House Republicans kept up their attacks against IRS Commissioner John Koskinen during an impeachment hearing Wednesday, but the conservative coalition that wants him out of a job still faces real obstacles to impeaching him.
The embattled IRS chief admitted he had inadvertently delivered false testimony in 2014, expressing “regret” about his statements for the first time.
During a hearing before the House Oversight Committee in March of that year, Koskinen had vowed to hand over all emails belonging to Lois Lerner, former head of the agency’s tax-exempt unit. Congress later learned the emails had already been destroyed at the time of his testimony.

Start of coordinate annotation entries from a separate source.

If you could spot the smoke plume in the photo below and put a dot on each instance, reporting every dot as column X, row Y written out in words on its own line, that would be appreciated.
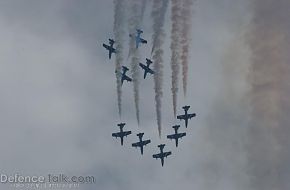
column 269, row 153
column 119, row 38
column 175, row 48
column 158, row 15
column 135, row 18
column 186, row 15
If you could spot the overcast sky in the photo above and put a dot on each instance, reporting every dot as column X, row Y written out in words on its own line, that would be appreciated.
column 58, row 102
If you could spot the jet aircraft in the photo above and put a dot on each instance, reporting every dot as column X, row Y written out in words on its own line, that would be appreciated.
column 146, row 68
column 122, row 133
column 110, row 47
column 141, row 143
column 138, row 38
column 162, row 154
column 186, row 115
column 176, row 135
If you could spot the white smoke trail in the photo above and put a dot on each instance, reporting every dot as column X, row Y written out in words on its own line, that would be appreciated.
column 175, row 48
column 186, row 17
column 158, row 15
column 135, row 18
column 119, row 38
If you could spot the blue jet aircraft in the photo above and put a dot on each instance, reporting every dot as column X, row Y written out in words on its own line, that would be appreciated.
column 110, row 47
column 122, row 133
column 162, row 154
column 146, row 68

“Some of my testimony later proved mistaken,” Koskinen said during the House Judiciary Committee hearing on Wednesday. “We clearly failed in areas of preservation of documents, and I’ve said that was a mistake.”
But the IRS chief stopped short of owning all the failures Republicans have attributed to his leadership, which Republicans say are justification for his removal.
“I believe that impeachment would be improper,” Koskinen said. “It would create disincentives for many good people to serve, and it would slow the pace of reform and progress at the IRS.”
Despite his admission of mistakes, some Republican lawmakers are still nervous about voting to remove the IRS chief by advancing virtually unprecedented articles of impeachment. The hearing itself was the result of a compromise that allowed House GOP leaders avoid a vote on Koskinen’s impeachment until after the election, sparing GOP lawmakers from the possibility of an embarrassing defeat if the measure failed.
Conservative lawmakers, however, don’t seem ready to give up. They’ve argued for nearly a year that his removal is necessary to serve as a check on the executive branch, and would send a message to other administration officials that stonewalling Congress is unacceptable.
In early 2014, a pair of employees at an IRS office in Martinsburg, W.Va., wiped 422 backup tapes that housed Lerner’s emails in violation of a congressional subpoena for the documents. The House, at the time, was still looking into allegations of discrimination against Tea Party groups.
Rep. Jim Jordan, R-Ohio, on Wednesday highlighted the “coincidence” that occurred when those documents, which had sat untouched for two years, disappeared off the tapes shortly after investigators requested copies.
Conservatives in the House Freedom Caucus have also warned leadership against shelving their impeachment effort amid signs that many Republicans favored a less-dramatic censure for the IRS commissioner.
A majority vote of the entire House is needed to impeach any official, and a two-thirds majority of the Senate is required to remove that individual from office following a formal trial. No appointed official has been impeached successfully in more than 140 years.